19 March 2007

迷失方向

Ever wanted something so bad you spend you whole life working towards it?

At times you gave up. Because you can't even get onto the path that goes towards it. 然後想 - 要認命了.

Just as you think you should give up, the doors will finally open to that path (Sod's law).

It's my dream to even just get on this path, yet I'm not sure if I can make it through anymore.

I work so hard to aim to get onto this path. But now that I am here, I seem to have lost all the motivation. Goal seems to have reached - which was to get on this path.

It's not that I haven't been trying to put in the effort. I am working 10x, 20x harder than when I was doing before, but for this path, it is not enough.

All these expectations but I just can't deliver.

When should you admit defeat?

7 comments:

Anonymous said...

I hate that you're always so hard on yourself. You expect so much but don't realise what you've achieved to get where you are right now.

You're so close, just reach out and touch it. It's right in front of you, keep going, a little bit at a time and it's yours forever.

But don't forget to stop and smell flowers sometimes.

There seems to be a storm raging in your head even though on the outside you always look so calm and serene.

Sometimes in a crowd of people one person stands out through their pure natural beauty.
I always think this of you when I see you in the halls. Your smile so warm and tender.

"Ever wanted something so bad"? - Every day! But it's so far out of touch for me. And that hurts even more.

Einnay said...

What is that you want so bad?

Anonymous said...

Something or nothing. A smile. The warmth of affection. Loving tenderness. A touch.

Circumstances and life getting in the way. Not able to act on my feelings because I am outside her world or because I have made the decision to give up what I had and put myself here in an attempt to change my life.
There's no time and too many other priorities meaning I couldn't put in what it would deserve to make things work.

It hurts. Wanting to be part of her world but knowing I can't be.

Trying to keep my focus. Remembering why I came here to do this.

Einnay said...

I am seeing the difference between me and you.

You said you can't get into her world - have you tried?

You said you gave up what you had with her in order to change your life - am I sensing some regret?

I don't understand how you can just say you can't give the time and effort into something you 'want so bad'. There's not enough time?? There is always time if you wanted there to be some. Priorities are ranked by you. Surely out of your busy schedule you could find one afternoon each week to just spend time with whoever that you 'want so bad'. I keep emphasising that because i feel you want something so bad, you would make time for it. The excuse of not having enough time is only because you love yourself more than anything. I guess it's your way of living and it certainly makes you happy enough.

What is so important that you came here to do which require such strong focus?

Anonymous said...

Maybe you're right yanyan. Maybe if it's important enough I could make time, even just to try. But there's a feeling that it could never happen, that I'm not even close to what she wants. But if you don't try then you'll never know, right?

You understand the sacrifices you made to get here. You know what it takes to have this one shot that will never come round again. So then you understand about trying your hardest and being focussed so that it will all be worth it one day.
Is that worth losing out in other things? Maybe.
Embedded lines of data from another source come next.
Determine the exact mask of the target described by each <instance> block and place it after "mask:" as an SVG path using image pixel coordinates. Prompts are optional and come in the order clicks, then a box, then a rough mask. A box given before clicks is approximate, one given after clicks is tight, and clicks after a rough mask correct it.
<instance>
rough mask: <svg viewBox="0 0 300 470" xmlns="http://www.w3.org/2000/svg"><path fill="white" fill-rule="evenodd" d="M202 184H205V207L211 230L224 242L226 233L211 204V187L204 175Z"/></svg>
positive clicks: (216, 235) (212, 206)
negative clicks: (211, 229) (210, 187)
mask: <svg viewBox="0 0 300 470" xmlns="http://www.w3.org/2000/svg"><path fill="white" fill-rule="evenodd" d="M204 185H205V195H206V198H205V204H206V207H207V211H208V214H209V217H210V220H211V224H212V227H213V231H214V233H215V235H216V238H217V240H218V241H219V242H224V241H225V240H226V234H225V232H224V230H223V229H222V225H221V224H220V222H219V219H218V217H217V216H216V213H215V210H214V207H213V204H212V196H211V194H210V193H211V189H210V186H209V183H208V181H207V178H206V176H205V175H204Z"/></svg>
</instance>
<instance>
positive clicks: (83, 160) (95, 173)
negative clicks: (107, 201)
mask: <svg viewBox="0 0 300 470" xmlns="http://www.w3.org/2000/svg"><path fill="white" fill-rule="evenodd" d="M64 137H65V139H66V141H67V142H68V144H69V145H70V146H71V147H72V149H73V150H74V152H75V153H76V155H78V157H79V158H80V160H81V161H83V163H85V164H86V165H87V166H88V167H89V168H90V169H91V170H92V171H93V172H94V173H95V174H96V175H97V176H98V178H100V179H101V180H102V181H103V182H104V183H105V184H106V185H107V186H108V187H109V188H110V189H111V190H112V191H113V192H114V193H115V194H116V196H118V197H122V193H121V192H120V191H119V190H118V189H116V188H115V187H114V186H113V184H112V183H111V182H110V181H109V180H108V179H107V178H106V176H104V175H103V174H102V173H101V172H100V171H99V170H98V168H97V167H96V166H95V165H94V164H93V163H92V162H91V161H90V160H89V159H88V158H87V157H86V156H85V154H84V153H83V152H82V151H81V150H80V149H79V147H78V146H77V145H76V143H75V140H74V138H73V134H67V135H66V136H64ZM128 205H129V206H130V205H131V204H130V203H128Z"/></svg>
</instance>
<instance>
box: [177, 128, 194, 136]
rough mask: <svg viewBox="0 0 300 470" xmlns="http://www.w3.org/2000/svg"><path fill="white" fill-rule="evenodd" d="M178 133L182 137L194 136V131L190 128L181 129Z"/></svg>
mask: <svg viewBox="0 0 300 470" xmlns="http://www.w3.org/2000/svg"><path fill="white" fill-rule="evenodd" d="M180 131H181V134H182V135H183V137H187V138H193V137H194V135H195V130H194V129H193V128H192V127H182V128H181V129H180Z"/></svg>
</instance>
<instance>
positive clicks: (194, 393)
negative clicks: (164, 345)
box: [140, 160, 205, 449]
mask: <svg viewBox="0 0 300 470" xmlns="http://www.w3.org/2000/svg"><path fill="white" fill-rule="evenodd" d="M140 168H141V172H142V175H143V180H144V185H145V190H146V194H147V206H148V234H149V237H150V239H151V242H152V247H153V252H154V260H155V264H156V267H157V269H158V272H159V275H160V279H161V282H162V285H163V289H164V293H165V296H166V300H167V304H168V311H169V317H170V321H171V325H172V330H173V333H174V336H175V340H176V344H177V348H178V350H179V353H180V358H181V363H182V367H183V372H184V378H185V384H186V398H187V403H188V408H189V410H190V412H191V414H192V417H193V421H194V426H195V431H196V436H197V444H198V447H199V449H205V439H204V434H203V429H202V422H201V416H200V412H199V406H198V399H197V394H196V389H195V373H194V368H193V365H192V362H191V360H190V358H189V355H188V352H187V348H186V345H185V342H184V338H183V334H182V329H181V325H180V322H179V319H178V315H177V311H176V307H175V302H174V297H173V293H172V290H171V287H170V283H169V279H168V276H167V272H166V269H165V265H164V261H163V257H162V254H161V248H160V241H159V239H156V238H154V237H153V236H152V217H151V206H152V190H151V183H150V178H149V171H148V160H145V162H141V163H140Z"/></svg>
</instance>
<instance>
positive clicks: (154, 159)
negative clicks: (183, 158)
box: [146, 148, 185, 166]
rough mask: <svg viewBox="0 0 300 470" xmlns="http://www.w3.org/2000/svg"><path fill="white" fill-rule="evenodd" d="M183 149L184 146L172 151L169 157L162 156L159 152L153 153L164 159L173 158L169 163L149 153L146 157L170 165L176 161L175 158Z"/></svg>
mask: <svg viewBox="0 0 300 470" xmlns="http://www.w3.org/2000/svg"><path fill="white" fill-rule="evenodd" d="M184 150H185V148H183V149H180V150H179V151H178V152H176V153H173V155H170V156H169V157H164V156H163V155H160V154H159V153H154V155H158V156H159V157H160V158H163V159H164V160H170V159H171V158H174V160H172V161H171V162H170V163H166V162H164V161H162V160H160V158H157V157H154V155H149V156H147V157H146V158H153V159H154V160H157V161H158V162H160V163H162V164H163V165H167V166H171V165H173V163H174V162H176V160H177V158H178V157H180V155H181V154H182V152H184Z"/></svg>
Time will tell. Or can you have both, can you find a balance...?

Einnay said...

What is it that she wants from you? How do you know what she wants? I want to be with my family, I want to travel the world and I say I want alot of other things in this world - does that mean I get what I want?

For two people to meet and become friends is a blessing. Then for the both of them to feel something else other than friends is just so rare I don't believe you can let it pass because of what? Your insecurities thinking you are not good enough for her? Or is it an excuse for you because you rather think about yourself and keep your options open?

Getting where ever you are certainly requires alot of effort and possibly sacrifices. What I don't get is that how can you be so sure that if you give whoever she is a try will cost you your dream? You do know that many people have their dream jobs/lives also have someone to share their happiness and joy with right? How do you know if she's not a person who will support you to get where you want?

So you started with nothing. An opportunity comes along, you may gain something, you may not. Would you give it a try to see if there's something to gain at the end or will you just give up and go 'it'll never work out' even without going in to find out more??

You went in with nothing, what is there to lose?

Einnay said...

Saw an episode of scrubs today. Elliot broke up with this perfect guy that can give her all the happiness in the world because she was spending too much time with him and her work was suffering. She gave up something she wanted now as she cannot give up something she wanted all her life.

It made me think of you. And a certain someone.